La historia de los nombres está en lo que tocas,
en el collar de reliquias que queda de la vida que apagas,
en el bisonte que expira bajo el filo de obsidiana,
y rezuma en su estertor una estampida de siglos.
Aunque ignores cuánto le ha costado al tiempo
hacer la coreografía del cardumen,
cuántos nombres se han hecho
con el azul que sostiene el sueño de las ciudades,
en la gota de saliva está la sal de los océanos,
en la vela que enciendes el sol de los espacios.
Bendición de lo leve
Perdido en el sol de tu trigo
el segador escucha
el jilguero de alas blancas,
en el sol de tu trigo,
el oleaje del puerto,
brisa marina entre los dedos,
noble espiga de cuello suave.
Desde la copa de tu sueño
parte el navegante,
con una oración para la furia de los mares,
con una bendición para los barcos
que apenas rozan el agua,
tú que apenas tocas la sal,
pluma de las tempestades,
en ti que ya se posan las aves,
en ti que ya se pierde el peso de la carne,
carne de tu carne.
Brisa marina entre los dedos,
noble espiga de cuello suave,
sumerges el mundo
bajo la lentitud de tu parpado,
y nadie huye de ti,
y tú no huyes de nadie,
por el hecho mismo de ser elemental,
carne de tu carne,
junco primitivo de las estaciones.
Nocturno
En la región donde bebe el tigre junto al ciervo,
en el abrevadero de las sales
donde el cazador renuncia a su presa,
escucha el ruido manso de los belfos,
y permite que te tome para sí la piel manchada,
luna de los tigres
y su reinado de salvaje inocencia.
Monta el ciervo que enmarca la noche con sus astas:
no temas perder en su cabalgar el astrolabio, el sextante,
o la brújula coleccionada en un anticuario de Londres.
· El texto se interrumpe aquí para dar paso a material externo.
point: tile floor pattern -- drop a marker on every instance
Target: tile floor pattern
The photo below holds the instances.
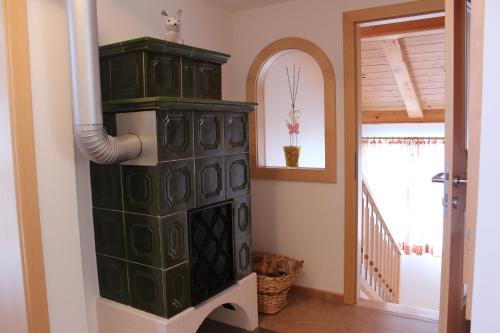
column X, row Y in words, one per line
column 312, row 315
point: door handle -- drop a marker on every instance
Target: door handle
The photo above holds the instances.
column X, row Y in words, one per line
column 440, row 177
column 457, row 181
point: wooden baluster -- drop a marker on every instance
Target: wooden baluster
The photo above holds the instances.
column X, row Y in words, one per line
column 389, row 265
column 371, row 252
column 376, row 261
column 385, row 275
column 398, row 266
column 365, row 233
column 379, row 255
column 391, row 281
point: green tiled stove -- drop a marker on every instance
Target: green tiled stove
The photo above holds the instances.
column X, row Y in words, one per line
column 172, row 228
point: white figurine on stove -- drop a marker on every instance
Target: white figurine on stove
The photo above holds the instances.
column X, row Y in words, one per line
column 173, row 27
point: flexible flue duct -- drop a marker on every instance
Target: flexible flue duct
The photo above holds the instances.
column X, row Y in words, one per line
column 90, row 134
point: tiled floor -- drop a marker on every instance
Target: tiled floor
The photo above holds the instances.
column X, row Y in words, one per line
column 311, row 315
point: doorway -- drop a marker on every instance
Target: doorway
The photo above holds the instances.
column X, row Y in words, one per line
column 402, row 147
column 452, row 310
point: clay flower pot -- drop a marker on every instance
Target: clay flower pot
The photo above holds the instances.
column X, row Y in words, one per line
column 292, row 156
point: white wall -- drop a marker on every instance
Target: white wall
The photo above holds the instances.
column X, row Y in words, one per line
column 63, row 177
column 485, row 316
column 12, row 302
column 303, row 220
column 420, row 281
column 310, row 102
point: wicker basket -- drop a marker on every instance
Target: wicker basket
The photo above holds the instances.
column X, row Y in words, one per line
column 275, row 276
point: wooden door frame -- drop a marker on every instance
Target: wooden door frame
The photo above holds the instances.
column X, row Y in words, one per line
column 352, row 123
column 21, row 114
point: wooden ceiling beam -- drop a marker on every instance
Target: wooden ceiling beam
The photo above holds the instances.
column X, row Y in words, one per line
column 414, row 28
column 402, row 75
column 398, row 117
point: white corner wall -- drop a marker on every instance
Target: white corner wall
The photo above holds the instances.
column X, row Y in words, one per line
column 63, row 176
column 302, row 220
column 485, row 316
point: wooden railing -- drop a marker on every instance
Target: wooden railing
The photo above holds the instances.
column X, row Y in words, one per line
column 380, row 253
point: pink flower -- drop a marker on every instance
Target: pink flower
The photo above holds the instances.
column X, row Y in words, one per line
column 293, row 128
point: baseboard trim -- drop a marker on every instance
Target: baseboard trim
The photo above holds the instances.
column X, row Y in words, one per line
column 402, row 310
column 325, row 295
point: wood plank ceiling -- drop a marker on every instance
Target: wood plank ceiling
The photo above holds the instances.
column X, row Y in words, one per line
column 402, row 72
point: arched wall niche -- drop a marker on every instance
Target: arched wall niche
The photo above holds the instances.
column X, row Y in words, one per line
column 259, row 69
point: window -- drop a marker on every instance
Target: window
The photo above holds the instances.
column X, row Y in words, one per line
column 268, row 85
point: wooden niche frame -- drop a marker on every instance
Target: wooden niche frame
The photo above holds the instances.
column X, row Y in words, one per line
column 254, row 89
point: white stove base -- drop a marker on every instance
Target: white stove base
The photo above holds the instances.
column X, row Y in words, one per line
column 114, row 317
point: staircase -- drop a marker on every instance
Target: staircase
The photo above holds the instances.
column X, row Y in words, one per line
column 380, row 253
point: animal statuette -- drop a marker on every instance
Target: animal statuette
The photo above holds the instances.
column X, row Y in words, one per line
column 173, row 27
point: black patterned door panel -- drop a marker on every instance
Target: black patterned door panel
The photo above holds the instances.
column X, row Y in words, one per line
column 236, row 133
column 243, row 257
column 242, row 219
column 208, row 80
column 208, row 133
column 175, row 139
column 237, row 175
column 211, row 250
column 127, row 76
column 210, row 180
column 163, row 75
column 177, row 186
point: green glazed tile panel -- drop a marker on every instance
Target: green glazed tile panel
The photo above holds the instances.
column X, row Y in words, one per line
column 113, row 279
column 127, row 76
column 146, row 288
column 208, row 134
column 109, row 232
column 163, row 74
column 143, row 239
column 243, row 257
column 237, row 175
column 175, row 135
column 140, row 189
column 177, row 289
column 176, row 186
column 174, row 233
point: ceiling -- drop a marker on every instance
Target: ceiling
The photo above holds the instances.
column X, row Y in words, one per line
column 236, row 5
column 421, row 55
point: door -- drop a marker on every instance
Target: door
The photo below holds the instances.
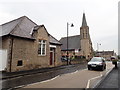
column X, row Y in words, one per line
column 51, row 57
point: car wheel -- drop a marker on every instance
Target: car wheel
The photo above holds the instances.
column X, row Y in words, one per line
column 105, row 67
column 102, row 68
column 89, row 68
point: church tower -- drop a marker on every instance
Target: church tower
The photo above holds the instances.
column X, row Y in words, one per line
column 86, row 45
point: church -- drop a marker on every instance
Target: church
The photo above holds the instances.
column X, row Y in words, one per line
column 78, row 45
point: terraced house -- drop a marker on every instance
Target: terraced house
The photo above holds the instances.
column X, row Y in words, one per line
column 26, row 45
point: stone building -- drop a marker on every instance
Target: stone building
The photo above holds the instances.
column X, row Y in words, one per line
column 27, row 46
column 78, row 45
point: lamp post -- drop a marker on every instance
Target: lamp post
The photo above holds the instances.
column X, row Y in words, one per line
column 67, row 40
column 98, row 47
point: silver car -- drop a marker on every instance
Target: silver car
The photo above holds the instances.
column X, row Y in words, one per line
column 97, row 63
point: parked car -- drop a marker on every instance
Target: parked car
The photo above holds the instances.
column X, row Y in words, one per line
column 64, row 58
column 97, row 63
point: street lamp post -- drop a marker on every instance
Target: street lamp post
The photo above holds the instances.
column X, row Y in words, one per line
column 67, row 40
column 98, row 48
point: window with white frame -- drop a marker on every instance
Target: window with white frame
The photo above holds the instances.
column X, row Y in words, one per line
column 42, row 47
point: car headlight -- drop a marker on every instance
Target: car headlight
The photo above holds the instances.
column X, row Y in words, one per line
column 100, row 64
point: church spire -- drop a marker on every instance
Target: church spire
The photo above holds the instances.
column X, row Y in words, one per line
column 84, row 23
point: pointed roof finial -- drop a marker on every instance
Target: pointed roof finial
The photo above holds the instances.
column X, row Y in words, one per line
column 84, row 23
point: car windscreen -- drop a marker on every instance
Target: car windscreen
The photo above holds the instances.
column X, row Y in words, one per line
column 96, row 59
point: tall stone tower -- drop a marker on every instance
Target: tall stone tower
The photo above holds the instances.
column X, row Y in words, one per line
column 86, row 45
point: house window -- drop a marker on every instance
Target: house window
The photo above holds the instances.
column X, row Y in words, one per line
column 42, row 47
column 19, row 63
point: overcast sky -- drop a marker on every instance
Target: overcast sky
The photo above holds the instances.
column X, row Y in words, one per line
column 101, row 16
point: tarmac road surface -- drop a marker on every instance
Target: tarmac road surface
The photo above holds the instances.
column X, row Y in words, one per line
column 78, row 79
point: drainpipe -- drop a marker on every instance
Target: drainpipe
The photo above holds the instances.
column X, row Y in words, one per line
column 11, row 50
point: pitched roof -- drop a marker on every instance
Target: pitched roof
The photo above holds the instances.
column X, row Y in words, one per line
column 84, row 23
column 73, row 42
column 20, row 27
column 23, row 27
column 54, row 40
Encuentra la manera de abrevar con las creaturas,
y sigue el canto del guía primitivo,
el aceite de sus lámparas,
la paloma que en la noche resplandece.
Permite que te tome para sí la piel manchada,
y sé la levedad con que los tigres viajan
en la penumbra de saetas florecidas.
Cazador de los que ya no hay allende a las orillas.
Antigua música
Hubo un tiempo
en que reposaste tu cabeza,
como una garza en su plumaje,
escuchando la música de tu propio cuerpo.
Hibernabas sin saberlo
en el refugio de tus órganos,
como una animal que se prepara para vivir,
haciendo lento
el compás de sus latidos.
Escuchabas las réplicas de un mundo subterráneo
que desde el fondo miraba
la humana correspondencia.
Fueron las cuerdas
de ese laúd suspendido
dentro de ti mismo,
lo que te hacía frágil
e invencible,
sensible al más mínimo acento
traído por el aire.
El hacedor de sonidos
¿Qué arpa marina
derribó con su música el peñasco
donde tantas naves estrellaron su quilla?
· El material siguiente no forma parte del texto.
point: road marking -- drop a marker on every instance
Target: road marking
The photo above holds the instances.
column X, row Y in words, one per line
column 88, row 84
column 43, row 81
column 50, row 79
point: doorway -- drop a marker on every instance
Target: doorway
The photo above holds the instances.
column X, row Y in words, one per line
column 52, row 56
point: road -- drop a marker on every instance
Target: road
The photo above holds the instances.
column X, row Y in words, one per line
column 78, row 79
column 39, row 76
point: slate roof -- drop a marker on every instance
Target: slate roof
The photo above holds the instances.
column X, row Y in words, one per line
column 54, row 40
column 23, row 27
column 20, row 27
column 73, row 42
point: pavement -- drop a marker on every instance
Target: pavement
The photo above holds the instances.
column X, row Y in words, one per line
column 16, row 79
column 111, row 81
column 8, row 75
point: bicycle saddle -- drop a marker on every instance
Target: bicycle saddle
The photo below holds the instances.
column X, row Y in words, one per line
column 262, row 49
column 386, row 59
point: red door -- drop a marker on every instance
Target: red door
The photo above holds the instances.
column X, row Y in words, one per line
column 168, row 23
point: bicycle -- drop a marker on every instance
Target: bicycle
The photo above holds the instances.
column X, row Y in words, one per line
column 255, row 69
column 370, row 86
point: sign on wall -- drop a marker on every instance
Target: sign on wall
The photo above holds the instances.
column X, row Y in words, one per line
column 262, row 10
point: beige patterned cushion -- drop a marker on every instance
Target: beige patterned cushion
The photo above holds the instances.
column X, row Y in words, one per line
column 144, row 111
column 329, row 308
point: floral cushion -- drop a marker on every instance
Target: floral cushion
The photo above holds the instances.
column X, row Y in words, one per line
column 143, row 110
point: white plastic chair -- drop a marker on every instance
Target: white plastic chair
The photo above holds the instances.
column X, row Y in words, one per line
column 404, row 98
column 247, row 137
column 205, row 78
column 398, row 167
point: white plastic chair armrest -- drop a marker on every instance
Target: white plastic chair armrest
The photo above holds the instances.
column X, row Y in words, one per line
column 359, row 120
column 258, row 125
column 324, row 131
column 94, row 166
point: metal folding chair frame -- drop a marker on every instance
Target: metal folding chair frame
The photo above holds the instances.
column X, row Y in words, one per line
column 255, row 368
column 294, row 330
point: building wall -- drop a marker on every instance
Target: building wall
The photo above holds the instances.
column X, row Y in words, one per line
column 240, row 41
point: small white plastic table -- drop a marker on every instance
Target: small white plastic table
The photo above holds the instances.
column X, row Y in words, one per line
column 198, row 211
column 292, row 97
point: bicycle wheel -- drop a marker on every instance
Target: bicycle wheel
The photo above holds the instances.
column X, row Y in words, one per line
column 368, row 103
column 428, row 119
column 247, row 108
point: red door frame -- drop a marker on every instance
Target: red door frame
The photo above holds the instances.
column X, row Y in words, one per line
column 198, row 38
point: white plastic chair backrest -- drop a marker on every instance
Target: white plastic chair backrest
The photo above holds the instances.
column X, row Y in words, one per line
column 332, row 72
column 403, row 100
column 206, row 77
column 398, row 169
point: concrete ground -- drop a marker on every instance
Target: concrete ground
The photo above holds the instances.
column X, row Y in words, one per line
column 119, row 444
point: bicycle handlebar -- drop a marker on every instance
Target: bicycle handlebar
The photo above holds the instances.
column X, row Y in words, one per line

¿Qué instrumento quitó la herrumbre del áncora,
volviendo la nave al trato directo con el mar,
a la sal que hizo fuerte y ligero
el hueso volante del albatros?
¿Qué obrero esculpió la mirada obstinada
en el mascarón que bifurcó lo ultramarino?
¿Qué mano hizo el vientre de la roca,
huevo habitado
prehistórico e inefable?
Desconoció el hacedor la música que inventaban sus manos.
Desconoció el obrero el sol encendido por sus brazos.
Como el ave que ignora quien la escucha
y entrega su canto a la piedad de los hombres,
el hisopo ciego que detuvo
el universo derramado por la herida.